Adam Hegyi requested to merge new-cycle-analytics-query-backend into master

What does this MR do?

What is Cycle Analytics

  • TLDR: Find all the Issue or MergeRequest records matching with a date range query (start_event and end_event) = Stage.
  • Calculate the duration (end_event_time - start_event_time)
  • Extract the median duration
  • Extract the list of records relevant to the date range
  • In EE cycle analytics stages will be customizable. In CE we only provide the default 7 stages.

High Level Overview

  • DataCollector is the high level interface for the feature.
  • BaseQueryBuilder is responsible for providing the base query, joining the absolutely necessary tables and do high level filtering.
  • An Event (start, end) could alter the query (join additional tables when needed, apply_query_customization). It defines a timestamp expression that will be used for the duration calculation.
  • Median and Records are using the base query provided by the DataCollector and do additional query manipulation.
  Defined for a Group (EE) or for a Project (CE)

  +---------------------+
  | Stages              |
  |   +-------------+   |
  |   |   Stage A   |   |                                 +--------+
  |   |             |   |      +---------------+   +----> | Median |
  |   +-------------+   |      |               |   |      +--------+
  |   | Start Event | +------> | DataCollector | +-+
  |   +-------------+   |      |               |   |      +---------+
  |   | End Event   |   |      +---------------+   +----> | Records |
  |   +-------------+   |                                 +---------+
  |                     |
  |   +-------------+   |
  |   |   Stage B   |   |
  |   |             |   |
  |   +-------------+   |
  |   | Start Event |   |
  |   +-------------+   |
  |   | End Event   |   |
  |   +-------------+   |
  |                     |
  |   ...               |
  +---------------------+

Database Related Changes (compared to the old CA feature, lib/gitlab/cycle_analytics)

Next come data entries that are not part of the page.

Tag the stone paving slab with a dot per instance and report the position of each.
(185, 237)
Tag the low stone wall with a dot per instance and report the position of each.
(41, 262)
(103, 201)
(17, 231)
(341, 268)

  • User AR instead of Arel for building the query
  • Using percentile_disc function for the median calculation
  • Not using CTE tables
  • Avoid unnecessary table joins (join tables when the Stage actually requires it)
  • Loading records with one query (IssuableFinder query is merged), which helps implementing pagination later

Try it in the Console

Review stage definition:

  • Start: merge request created (merge_requests.created_at column)
  • End: merge request merged (merge_request_metrics.merged_at column)
stage = Analytics::CycleAnalytics::ProjectStage.new(start_event_identifier: :merge_request_created, end_event_identifier: :merge_request_merged, project_id: 19)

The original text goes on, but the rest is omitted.